O “cataclismo sonoro… o desenfreamento rítmico e sonoro da Sagração“, para retomar os termos de Alexandre Tansman, nasceu de uma visão, que Stravinsky teve quando compunha o Pássaro de Fogo. Retomando um velho rito pagão, ele imaginou uma assembleia de anciães cercando urna jovem que dança até ao esgotamento, símbolo da vida que nasce da morte. Falou disso ao seu amigo Nicolas Roerich, pintor e arqueólogo (responsável pelo décor na estreia) e esboçou com ele o esquema do bailado nas suas duas partes e nas suas diferentes cenas. Falou depois a Diaghilev, também ele logo entusiasmado com a ideia.

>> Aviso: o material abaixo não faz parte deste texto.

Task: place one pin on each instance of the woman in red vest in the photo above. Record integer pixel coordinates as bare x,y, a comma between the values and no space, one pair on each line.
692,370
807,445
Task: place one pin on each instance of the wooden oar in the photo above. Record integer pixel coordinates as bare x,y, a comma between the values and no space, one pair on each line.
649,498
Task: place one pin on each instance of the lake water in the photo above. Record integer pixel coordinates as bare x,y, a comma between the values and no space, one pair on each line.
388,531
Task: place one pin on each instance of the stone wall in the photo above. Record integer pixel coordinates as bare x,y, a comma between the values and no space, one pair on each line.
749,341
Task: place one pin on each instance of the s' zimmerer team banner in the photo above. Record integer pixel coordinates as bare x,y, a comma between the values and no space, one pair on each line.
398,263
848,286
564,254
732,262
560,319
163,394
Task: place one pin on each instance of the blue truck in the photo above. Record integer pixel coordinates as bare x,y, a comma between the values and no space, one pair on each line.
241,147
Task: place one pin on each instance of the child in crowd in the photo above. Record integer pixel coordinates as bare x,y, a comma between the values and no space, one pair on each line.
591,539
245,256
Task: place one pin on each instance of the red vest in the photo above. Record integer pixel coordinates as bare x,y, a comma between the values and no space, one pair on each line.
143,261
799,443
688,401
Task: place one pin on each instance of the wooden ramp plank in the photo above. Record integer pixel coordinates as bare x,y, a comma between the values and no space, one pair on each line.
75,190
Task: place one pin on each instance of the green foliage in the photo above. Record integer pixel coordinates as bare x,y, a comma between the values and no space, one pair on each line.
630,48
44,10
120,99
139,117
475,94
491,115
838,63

No início de 1912 a obra estava terminada, restando apenas por fazer a orquestração. Mas Petruchka, a que se lançou por um desejo de variar, veio ocupar a sua mesa de trabalho, e a Sagração foi finalmente concluída em 1913. Após a sua estreia muitos coreógrafos tentaram, com maior ou menor felicidade, depois de Nijinsky, dar vida ao bailado; algumas dessas coreografias são assombrosas. Nenhuma, contudo, partiu do bailado tal como o concebera o próprio Stravinsky, o que é uma pena. Assim concebido serviria maravilhosamente um bailado moderno.

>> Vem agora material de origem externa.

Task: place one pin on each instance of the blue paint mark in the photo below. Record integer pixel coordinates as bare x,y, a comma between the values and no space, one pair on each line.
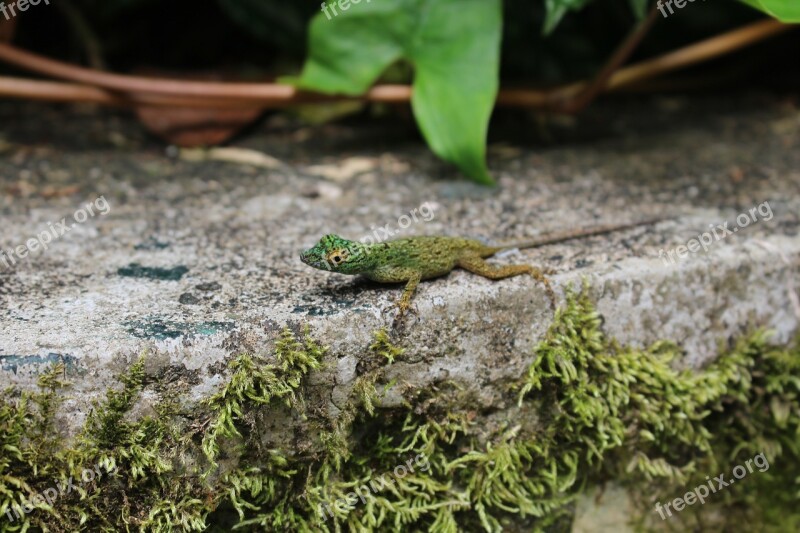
151,244
12,363
160,329
135,270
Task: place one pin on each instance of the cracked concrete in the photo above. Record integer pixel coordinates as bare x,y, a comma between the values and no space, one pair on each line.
196,262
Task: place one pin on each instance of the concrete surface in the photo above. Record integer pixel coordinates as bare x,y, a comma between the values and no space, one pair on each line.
195,262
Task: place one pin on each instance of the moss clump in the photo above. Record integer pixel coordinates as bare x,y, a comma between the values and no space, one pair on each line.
588,411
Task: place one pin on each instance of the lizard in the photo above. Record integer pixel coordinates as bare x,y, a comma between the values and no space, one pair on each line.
414,259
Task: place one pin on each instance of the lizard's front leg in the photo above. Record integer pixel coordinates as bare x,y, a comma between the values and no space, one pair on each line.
477,265
408,293
411,277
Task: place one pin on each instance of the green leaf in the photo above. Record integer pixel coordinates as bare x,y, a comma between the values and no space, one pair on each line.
453,46
783,10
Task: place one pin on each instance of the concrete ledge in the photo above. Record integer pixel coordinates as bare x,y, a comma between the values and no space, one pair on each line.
91,301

Tentaremos aqui esboçar as grandes linhas de partitura e sublinhar o significado e o desenvolvimento profundo das múltiplas melodias. A obra tem duas partes: l — Adoração da Terra. 2 — O Sacrifício.

ADORAÇÃO DA TERRA

Uma Introdução lenta abre caminho a duas melopeias de apelos, uma meditativa, a outra mais rápida. Já aqui o ritmo começa a impor-se; impulsos subtis, acariciadores, passam através de todos os desenhos orquestrais; poder-se-iam escrever páginas inteiras sobre esta sequência, de tal forma o espírito é absorvido pelos dados da linguagem e da forma, conduzidos com uma segurança soberana e com uma firmeza peremptória. Os augures da primavera e a Dança das adolescentes: Um Staccato admiravelmente construído anuncia-nos que o dia está a nascer. Um motivo ligeiro, se não mesmo etéreo, faz nascer três outros desenhos que encontram em si mesmos o seu significado. Um quadro que nos prende é o do Rapto: sonoridades assustadoras provocam o terror; é então que aparece, em rápidas incursões, toda a desenvoltura da escrita. Pelo contrário, as Rondas primaveris oferecem-nos um momento de meditação sobre tudo o que nos surpreendeu até então. Estamos nesse momento prontos a receber o motivo único que preside aos Jogos das Cidades Rivais. Neles Stravinsky nas sucessivas apresentações desse motivo, faz nascer das notas principais novas melodias. A nossa compreensão ver-se-á tomada e elevada até ao aparecimento do Cortejo do sacerdote; sons profundos parecem sair das entranhas da terra, precipitando-se no meio de um tam-tam obstinado e incisivo. Esta sequência domina-nos de tal forma que ficamos maravilhados pelo seu sentido de equilíbrio estrutural.

O SACRIFÍCIO

Uma introdução majestosa visa colocar-nos num clima estranho; aqui as harmonias são elaboradas com uma substância que é sempre sensível no mistério que as envolve. E então que aparece a cena dos Círculos misteriosos das Adolescentes; este Andante é de certo modo uma via sacra. O destino impõe-se pouco a pouco e o avanço das adolescentes impõe a sua passividade aceite. A dança interrompe-se. Uma das adolescentes é designada pela sorte para o sacrifício. Até à dança sagrada a Eleita permanece imóvel. A atmosfera é entrecortada por acordes desiguais e estranhos. A Glorificação da Eleita contém ritmos muito variados, pondo em primeiro plano um desenho dominante que abrirá as portas à Evocação dos antepassados, quadro que, na sua simplicidade, faz ressaltar todos os recursos preciosos de uma orquestra em constante evolução. Após o Lento da Acção ritual dos antepassados surge finalmente a Dança sagrada; de novo um quadro espantoso em que a juventude retoma os seus direitos, após se ter retido momentaneamente pelo temor dos Deuses mortos. Mas tudo se transforma em brilhantes correntes sonoras que fazem jorrar a seiva primaveril enquanto os augures reencontram a vida através da morte da Eleita.

Mas é necessário reconhecer que as palavras não podem transmitir a força quase encantatória da Sagração da Primavera, partitura genial que é hoje em dia tão inovadora como em 1913.